A história começou em 1963, quando o carioca Milton Nascimento – na época, mais conhecido como Bituca – e o cantor profissional Marílson, irmão de Lô e do poeta Márcio Borges, tornaram-se amigos. Todos eles moravam no mesmo edifício, o Levy, em Santa Tereza, onde vivia também o pianista Wagner Tiso. O gosto comum pela música levou Bituca, Marílson e Tiso a formar, na época, o Evolussamba, grupo que ensaiava em um quarto na casa dos Borges. No entanto, mesmo com tantos talentos reunidos, o Evolussamba não durou muito. Tiso e Milton formaram, então, outro grupo: o Berimbau Trio, com o baterista Paulinho Braga.

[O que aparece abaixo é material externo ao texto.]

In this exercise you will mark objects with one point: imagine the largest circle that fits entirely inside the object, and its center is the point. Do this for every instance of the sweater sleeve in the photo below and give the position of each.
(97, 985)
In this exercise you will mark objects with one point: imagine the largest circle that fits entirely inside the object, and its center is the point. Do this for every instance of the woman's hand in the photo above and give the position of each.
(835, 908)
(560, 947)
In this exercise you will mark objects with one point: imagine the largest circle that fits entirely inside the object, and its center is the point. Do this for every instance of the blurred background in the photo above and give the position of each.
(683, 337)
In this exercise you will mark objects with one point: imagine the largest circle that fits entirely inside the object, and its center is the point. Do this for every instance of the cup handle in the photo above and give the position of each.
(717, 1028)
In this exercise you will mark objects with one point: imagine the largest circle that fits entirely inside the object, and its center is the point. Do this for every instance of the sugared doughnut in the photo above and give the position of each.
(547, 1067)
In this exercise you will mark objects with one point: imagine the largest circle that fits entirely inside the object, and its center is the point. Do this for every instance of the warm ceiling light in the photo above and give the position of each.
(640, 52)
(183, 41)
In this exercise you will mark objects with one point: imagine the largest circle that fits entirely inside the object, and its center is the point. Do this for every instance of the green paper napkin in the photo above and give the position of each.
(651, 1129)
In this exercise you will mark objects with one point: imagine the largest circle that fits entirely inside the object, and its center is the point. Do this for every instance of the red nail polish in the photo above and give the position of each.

No repertório da nova banda, clássicos do jazz e da música norte-americana, uma pequena parte do leque de influências da turma mineira, como explica Márcio Borges, hoje diretor do Museu Clube da Esquina, localizado em BH. “Trazíamos em nossas bagagens Ângela Maria, Cauby Peixoto (…), Trio Los Panchos, boleros, twists e chachachás”, conta Márcio Borges no livro Os Sonhos Não Envelhecem – Histórias do Clube da Esquina (Geração Editorial, 1996), listando ainda Elis Regina, Jorge Ben, Dorival Caymmi, João Gilberto, Henry Mancini, Beatles, e Rolling Stones. “Ao mesmo tempo, fomos influenciados por isso tudo e por ninguém em particular”, garante o poeta, que se tornou parceiro de Milton na música depois de assistirem juntos ao filme Jules e Jim, do francês François Truffaut, em 1964.

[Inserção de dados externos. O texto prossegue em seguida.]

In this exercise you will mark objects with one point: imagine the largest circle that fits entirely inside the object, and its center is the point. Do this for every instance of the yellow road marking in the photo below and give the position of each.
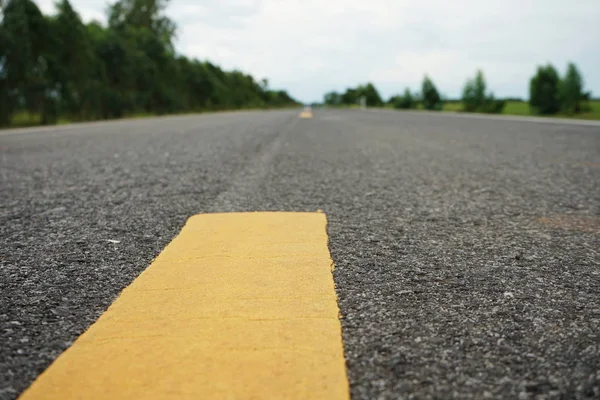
(237, 306)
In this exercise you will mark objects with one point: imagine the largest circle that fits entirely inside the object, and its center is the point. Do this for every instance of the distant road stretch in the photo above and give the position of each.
(466, 249)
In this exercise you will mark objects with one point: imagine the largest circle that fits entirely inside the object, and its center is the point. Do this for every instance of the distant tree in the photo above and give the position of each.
(431, 97)
(571, 91)
(406, 101)
(332, 98)
(475, 98)
(71, 62)
(544, 91)
(371, 94)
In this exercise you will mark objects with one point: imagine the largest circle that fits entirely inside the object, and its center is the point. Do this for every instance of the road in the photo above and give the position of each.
(467, 250)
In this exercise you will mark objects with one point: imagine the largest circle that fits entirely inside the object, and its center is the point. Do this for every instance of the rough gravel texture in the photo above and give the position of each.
(467, 250)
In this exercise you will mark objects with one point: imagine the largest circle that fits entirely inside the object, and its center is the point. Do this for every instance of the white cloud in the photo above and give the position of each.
(312, 46)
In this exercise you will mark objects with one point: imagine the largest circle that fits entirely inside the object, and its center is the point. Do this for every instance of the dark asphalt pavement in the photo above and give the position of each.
(467, 250)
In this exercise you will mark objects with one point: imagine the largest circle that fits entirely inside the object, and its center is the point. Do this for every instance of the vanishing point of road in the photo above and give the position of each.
(466, 249)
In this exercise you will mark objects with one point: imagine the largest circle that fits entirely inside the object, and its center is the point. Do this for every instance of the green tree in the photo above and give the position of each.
(25, 59)
(475, 98)
(406, 101)
(544, 91)
(332, 98)
(72, 57)
(372, 97)
(571, 91)
(431, 98)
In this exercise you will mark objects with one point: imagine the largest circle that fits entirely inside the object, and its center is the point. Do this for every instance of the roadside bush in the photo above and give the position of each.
(405, 101)
(475, 99)
(430, 95)
(544, 95)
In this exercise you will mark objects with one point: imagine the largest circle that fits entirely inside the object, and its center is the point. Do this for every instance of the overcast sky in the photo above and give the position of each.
(312, 46)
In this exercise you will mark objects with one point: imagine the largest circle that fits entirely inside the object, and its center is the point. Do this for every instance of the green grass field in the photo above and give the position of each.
(522, 108)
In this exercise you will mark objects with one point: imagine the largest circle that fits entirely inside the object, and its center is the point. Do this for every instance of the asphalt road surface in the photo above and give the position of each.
(467, 250)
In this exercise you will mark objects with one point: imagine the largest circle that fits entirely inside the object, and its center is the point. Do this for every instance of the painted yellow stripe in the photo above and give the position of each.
(237, 306)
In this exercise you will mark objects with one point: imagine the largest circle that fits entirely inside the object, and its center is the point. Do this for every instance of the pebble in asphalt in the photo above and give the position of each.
(467, 251)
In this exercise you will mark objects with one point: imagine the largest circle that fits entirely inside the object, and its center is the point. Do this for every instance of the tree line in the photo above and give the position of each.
(57, 66)
(548, 94)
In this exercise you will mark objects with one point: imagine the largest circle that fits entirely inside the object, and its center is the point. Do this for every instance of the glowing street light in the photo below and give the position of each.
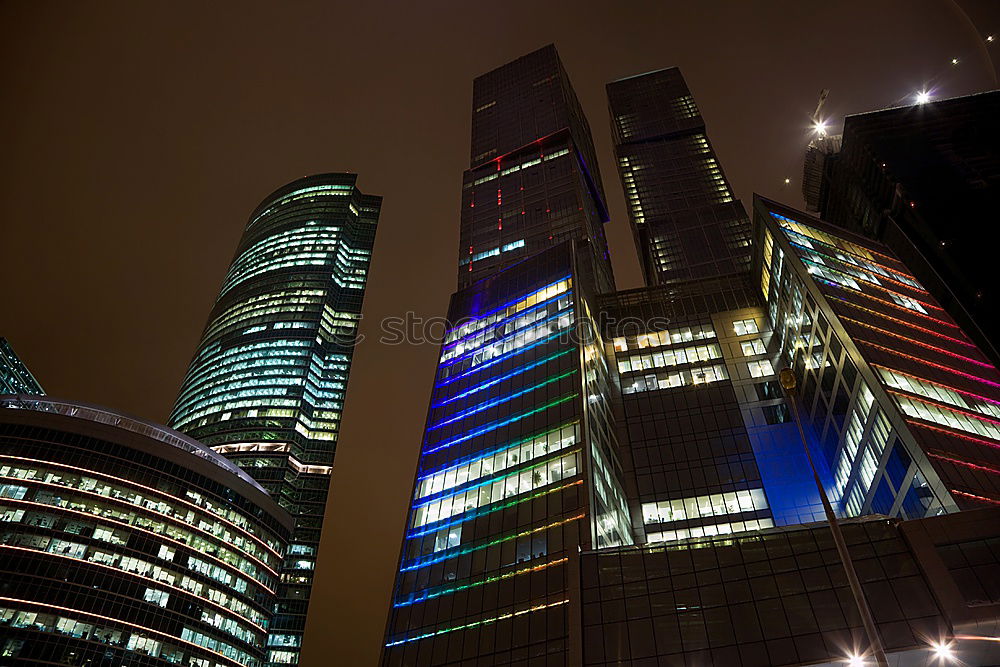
(942, 651)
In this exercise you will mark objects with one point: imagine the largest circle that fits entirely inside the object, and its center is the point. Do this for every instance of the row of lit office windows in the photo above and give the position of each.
(134, 641)
(517, 483)
(939, 392)
(665, 337)
(694, 507)
(130, 565)
(506, 311)
(542, 311)
(669, 357)
(710, 530)
(682, 378)
(123, 514)
(164, 505)
(516, 454)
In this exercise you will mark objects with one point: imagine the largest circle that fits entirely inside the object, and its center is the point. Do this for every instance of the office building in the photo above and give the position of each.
(779, 596)
(533, 179)
(267, 383)
(15, 378)
(903, 404)
(126, 543)
(923, 179)
(686, 220)
(519, 465)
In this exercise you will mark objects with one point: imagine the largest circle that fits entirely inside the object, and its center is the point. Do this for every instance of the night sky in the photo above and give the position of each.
(137, 138)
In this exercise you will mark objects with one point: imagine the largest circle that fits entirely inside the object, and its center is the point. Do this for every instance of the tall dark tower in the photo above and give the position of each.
(519, 466)
(267, 383)
(686, 220)
(533, 179)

Inspirados pela obra, os dois saíram do cinema e, quase em seguida, criaram suas primeiras músicas a quatro mãos. “Uma nova história começava a se escrever ali mesmo para nós, naquele instante. Saíram três músicas naquela noite: Paz do Amor Que Vem (Novena), Gira-Girou e Crença”, escreveu Márcio Borges. “Depois disso, as músicas continuaram saindo, uma após a outra, rapidamente.”

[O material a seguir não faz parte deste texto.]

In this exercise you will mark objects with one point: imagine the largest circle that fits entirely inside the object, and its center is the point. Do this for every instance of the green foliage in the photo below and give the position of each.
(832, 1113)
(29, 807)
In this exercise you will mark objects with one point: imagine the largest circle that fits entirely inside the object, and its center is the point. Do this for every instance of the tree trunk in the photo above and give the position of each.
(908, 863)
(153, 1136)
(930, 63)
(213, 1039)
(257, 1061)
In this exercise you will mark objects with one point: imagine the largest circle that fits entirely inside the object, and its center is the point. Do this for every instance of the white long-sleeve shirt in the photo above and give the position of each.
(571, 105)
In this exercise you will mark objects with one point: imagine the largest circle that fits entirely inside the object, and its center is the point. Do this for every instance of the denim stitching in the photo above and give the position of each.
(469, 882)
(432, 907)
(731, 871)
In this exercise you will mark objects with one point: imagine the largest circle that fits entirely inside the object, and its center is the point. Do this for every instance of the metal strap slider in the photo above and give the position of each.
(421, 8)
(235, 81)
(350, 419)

Enquanto Bituca ia formando seu repertório de um lado, de outro, Lô Borges, ainda adolescente, começava a tomar aulas de violão com Toninho Horta. Foi nessa época, meados dos anos de 1960, que surgiu outra figura na história: Beto Guedes. Alguns anos depois, já quase na virada da década, agregam-se Nelson Ângelo, Tavito Moura e os futuros integrantes do 14 Bis Flávio Venturini e Vermelho. Até que, no início da década de 1970, é lançado o álbum Clube da Esquina. “O nome foi ideia de Márcio, que, sempre ao ouvir a mãe, dona Maria, perguntar por onde andavam os meninos Borges, dizia: ‘Claro que lá na esquina, cantando e tocando violão’”, escreveu o jornalista Silvio Essinger em verbete sobre o movimento no site Cliquemusic (www.cliquemusic.com.br).
Início do sucesso
O primeiro sinal de projeção de um dos “sócios” desse clube veio com Milton Nascimento ainda em 1967. Nesse ano, o músico chamou a atenção ao ter três músicas de sua autoria incluídas no II Festival Internacional da Canção: Travessia, Morro Velho e Maria, Minha Fé. “Além dele, somente Vinicius de Moraes repetiu o feito, o que chamou a atenção da imprensa e do público para o compositor ainda desconhecido no cenário nacional”, narra o historiador musical Bruno Viveiros Martins na tese Clube da Esquina: Viagens Sonhos e Canções. No festival, Bituca foi eleito o melhor cantor e uma de suas composições, Travessia, ficou em segundo lugar.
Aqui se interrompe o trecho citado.